Deolane Bezerra voltou ao centro de uma investigação envolvendo suspeitas de lavagem de dinheiro ligada à família de Marco Willians Herbas Camacho, o Marcola, apontado como líder do PCC. Segundo relatório da Polícia Civil de São Paulo e do Ministério Público de São Paulo, a advogada e influenciadora aparece no núcleo financeiro de uma estrutura que teria sido usada para movimentar valores de origem ilícita por meio de uma transportadora.
Eu ainda estava no Aprazível, mas já tinha perdido a inocência do almoço fazia tempo. Depois da sobremesa, uma das meninas pediu café, outra pediu água com gás, e eu pedi silêncio por cinco minutos porque o telefone tinha aberto uma daquelas reportagens que a gente lê com a coluna reta. Deolane, Marcola, transportadora, lavagem de dinheiro e R$ 140 milhões na mesma história não é fofoca comum. É enredo de série criminal com advogado conferindo cada vírgula.
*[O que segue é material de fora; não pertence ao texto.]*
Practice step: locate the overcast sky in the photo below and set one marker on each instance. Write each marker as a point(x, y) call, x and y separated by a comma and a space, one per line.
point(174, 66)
Segundo apuração do UOL, a investigação começou a partir de uma transportadora que seria usada em negócios ilícitos ligados a Marcola e ao irmão dele, Alejandro Juvenal Herbas Camacho Júnior, conhecido como Marcolinha. O caminho levou os investigadores ao nome de Deolane, tratada no relatório como parte do chamado núcleo financeiro do suposto esquema.

De acordo com a polícia, Deolane seria “beneficiária de valores” que teriam origem em operações envolvendo a Lopes Lemos Transportes, empresa localizada nas proximidades da penitenciária de Presidente Venceslau. O relatório ainda afirma que empresas ligadas à influenciadora teriam sido usadas como “veículos de lavagem de dinheiro com movimentações vultosas e incompatíveis com a renda declarada”.
A investigação descreve uma estrutura dividida em núcleos. No topo, segundo a polícia, estariam os irmãos Camacho. Abaixo deles, filhos de Marcolinha teriam atuado como mensageiros de ordens. Em seguida, operadores ligados à transportadora fariam a movimentação prática dos valores. Deolane aparece no quarto núcleo, o financeiro, como suposta beneficiária de recursos.
Um dos nomes apontados como elo entre a transportadora e Deolane é Everton de Souza, conhecido pelos apelidos de Player ou Temer. Segundo o relatório, ele seria operador financeiro de confiança e indicaria contas para os chamados “acertos” e “fechamentos”. As autoridades afirmam que foi por meio dele que chegaram às contas da influenciadora.
Ainda de acordo com a investigação, quebras de sigilo bancário e fiscal teriam identificado movimentações superiores a R$ 140 milhões em créditos e débitos em contas pessoais e empresas ligadas a Deolane. A polícia também aponta a existência de empresas registradas em nome dela no interior de São Paulo que seriam suspeitas de funcionar como parte da engrenagem de lavagem.
A defesa de Deolane nega irregularidades. O advogado Aury Júnior afirmou que a influenciadora passou a ser alvo de uma “devassa” e que o inquérito, iniciado a partir de bilhetes encontrados em uma cela, acabou inserindo o nome dela anos depois por pagamentos recebidos em razão de sua atuação como advogada. Ele também classificou a prisão como vexatória e disse trabalhar para provar a ilegalidade da medida.
Marcola e Marcolinha também negam participação no esquema investigado. A defesa dos irmãos afirmou que eles não possuem titularidade direta ou indireta da transportadora mencionada. Já Paloma Camacho e Leonardo Camacho, filhos de Marcolinha, também negam envolvimento nos fatos.

Na quarta-feira (10), Deolane Bezerra foi denunciada pelo Ministério Público de São Paulo pelos crimes de organização criminosa e lavagem de dinheiro. Um dia antes, na terça-feira (9), a Quinta Turma do STJ negou pedido de liberdade apresentado pela defesa.
Eu terminei o café olhando para a Baía de Guanabara e pensando que essa história está longe de acabar. Porque, quando uma investigação junta influenciadora milionária, transportadora, bilhete de presídio, núcleo financeiro e a família de Marcola, minha filha, não é só caso de polícia. É quebra-cabeça de poder, dinheiro e vaidade, daqueles em que cada peça nova faz a mesa inteira prender a respiração.